Após clonadas nos vetores de expressão, as proteínas serão expressadas, sonicadas  (“quebradas por ultra-som) durante 30 minutos no gelo e então purificadas utilizando técnicas de cromatografias. A visualização das proteínas “recombiantes”, frutos das clonagens, será realizada através da técnica de eletroforese em gel de poliacrilamida, método utilizado pelo grupo para separar as complexas misturas. A base do sistema, em suma, é a migração das moléculas que possuem carga em função de um campo elétrico. O sucesso do procedimento também está ligado à existência de outros métodos sensíveis o bastante para identificar as proteínas separadas. Somente restarão aquelas de interesse.


As técnicas cromatográficas são um alargado campo de métodos físicos usados para separar e/ou analisar misturas constituídas por diversos tipos de compostos. Quando uma amostra contendo uma mistura de vários componentes entra num processo cromatográfico, os diferentes compostos migram através do sistema a diferentes velocidades, diferenciando-se. “As proteínas recombinantes serão inoculadas em animais, como camundongo e coelho. O animal responde à proteína produzindo anticorpos contra ela. Extrai-se, então, o soro total do qual serão isolados  os anticorpos de interesse”, revela Grava.

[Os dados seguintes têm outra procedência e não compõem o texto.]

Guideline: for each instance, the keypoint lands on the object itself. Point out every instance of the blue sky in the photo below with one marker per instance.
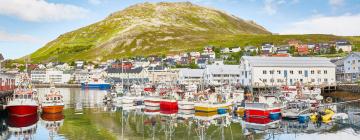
(26, 25)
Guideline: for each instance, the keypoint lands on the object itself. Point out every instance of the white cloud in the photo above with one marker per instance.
(40, 10)
(345, 25)
(336, 2)
(270, 7)
(7, 37)
(96, 2)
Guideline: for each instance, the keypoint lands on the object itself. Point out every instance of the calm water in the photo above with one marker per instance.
(86, 117)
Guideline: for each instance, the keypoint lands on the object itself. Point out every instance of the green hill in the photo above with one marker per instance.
(145, 29)
(161, 28)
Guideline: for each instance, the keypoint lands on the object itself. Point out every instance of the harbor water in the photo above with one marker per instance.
(86, 117)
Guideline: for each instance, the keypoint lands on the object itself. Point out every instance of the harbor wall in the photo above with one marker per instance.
(57, 85)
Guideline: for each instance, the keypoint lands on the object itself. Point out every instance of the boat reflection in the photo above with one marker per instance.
(52, 122)
(23, 127)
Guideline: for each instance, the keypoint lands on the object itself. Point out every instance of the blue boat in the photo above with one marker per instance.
(96, 84)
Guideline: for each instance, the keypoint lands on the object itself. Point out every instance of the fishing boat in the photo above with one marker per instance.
(53, 102)
(294, 109)
(261, 124)
(23, 127)
(168, 104)
(96, 83)
(266, 105)
(23, 102)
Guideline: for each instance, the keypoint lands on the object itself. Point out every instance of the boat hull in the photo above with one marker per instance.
(24, 121)
(168, 105)
(53, 109)
(22, 110)
(96, 86)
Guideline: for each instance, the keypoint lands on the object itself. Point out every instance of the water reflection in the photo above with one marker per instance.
(86, 117)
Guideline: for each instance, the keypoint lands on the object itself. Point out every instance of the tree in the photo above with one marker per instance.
(340, 51)
(332, 50)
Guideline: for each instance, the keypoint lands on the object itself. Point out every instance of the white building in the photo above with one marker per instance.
(50, 75)
(343, 45)
(222, 74)
(191, 76)
(276, 71)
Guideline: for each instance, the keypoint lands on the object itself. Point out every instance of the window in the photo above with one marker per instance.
(264, 71)
(272, 72)
(300, 71)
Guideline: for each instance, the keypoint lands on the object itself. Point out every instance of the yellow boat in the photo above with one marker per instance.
(328, 114)
(205, 114)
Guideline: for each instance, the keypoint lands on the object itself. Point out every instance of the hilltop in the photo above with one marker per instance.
(146, 29)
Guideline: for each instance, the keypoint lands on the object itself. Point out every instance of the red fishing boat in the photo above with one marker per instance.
(22, 103)
(263, 108)
(53, 102)
(168, 104)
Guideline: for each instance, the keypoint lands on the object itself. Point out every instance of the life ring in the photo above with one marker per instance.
(328, 99)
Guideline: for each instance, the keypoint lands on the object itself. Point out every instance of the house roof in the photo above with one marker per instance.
(117, 70)
(257, 61)
(191, 72)
(223, 69)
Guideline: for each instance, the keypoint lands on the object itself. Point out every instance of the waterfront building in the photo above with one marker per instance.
(344, 45)
(129, 76)
(191, 76)
(348, 68)
(7, 81)
(259, 71)
(50, 75)
(222, 74)
(161, 74)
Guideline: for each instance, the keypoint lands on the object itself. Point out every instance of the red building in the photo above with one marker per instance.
(7, 82)
(303, 50)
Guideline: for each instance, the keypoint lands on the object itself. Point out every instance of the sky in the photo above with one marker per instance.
(27, 25)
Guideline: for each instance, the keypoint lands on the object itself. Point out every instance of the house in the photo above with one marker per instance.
(259, 71)
(303, 50)
(225, 50)
(348, 68)
(209, 51)
(324, 48)
(202, 63)
(344, 45)
(161, 74)
(191, 76)
(251, 49)
(267, 48)
(128, 76)
(234, 50)
(50, 76)
(79, 64)
(222, 74)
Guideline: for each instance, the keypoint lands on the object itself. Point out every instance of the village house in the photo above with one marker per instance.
(344, 45)
(303, 50)
(191, 76)
(259, 71)
(218, 74)
(161, 74)
(267, 48)
(50, 76)
(348, 68)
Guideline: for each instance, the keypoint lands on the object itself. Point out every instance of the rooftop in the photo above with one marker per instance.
(258, 61)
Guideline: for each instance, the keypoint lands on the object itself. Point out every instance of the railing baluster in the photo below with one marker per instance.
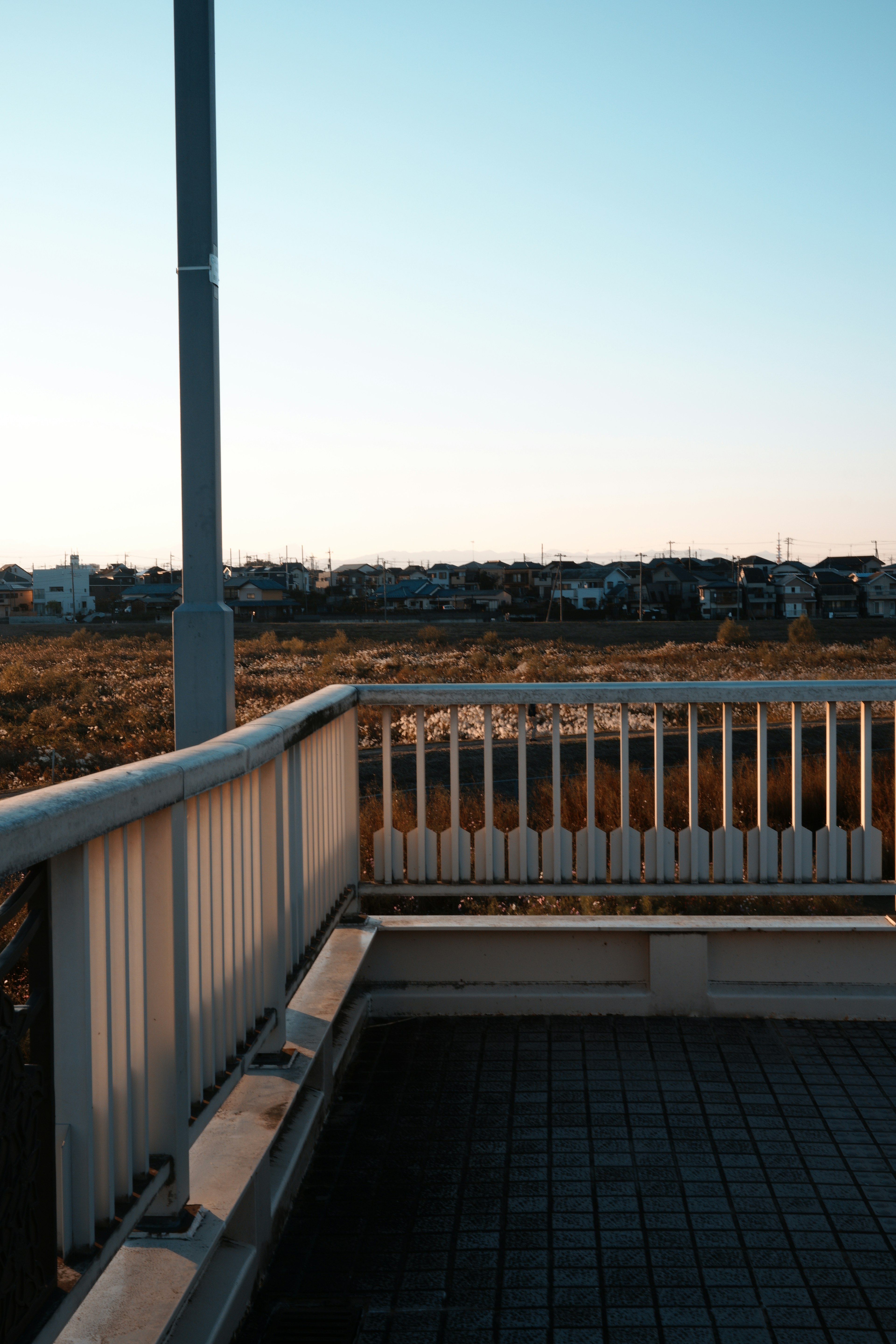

Na etapa preliminar, os subgrupos de E. coli serão testados em ensaios celulares e moleculares. Todas as amostras são submetidas aos testes tradicionais para a confirmação dos resultados com o soro produzido na pesquisa. “É preciso confirmar se o Kit está funcionando. Testar as amostras em métodos de indentificação convencionais para a confirmação do mesmo comportamento celular em todos eles”, reforça.


Conforme demonstrado por Grava, em dez minutos, o kit da pesquisadora divulga o resultado do teste, em detrimento das versões importadas, onde podem levar dias para a confirmação do diagnóstico. Exige-se menos infra-estrurura e mão de obra. O projeto ainda está em andamento, mas a expectativa é de que os hospitais da região possam se beneficiar o mais rápido possível com esses avanços.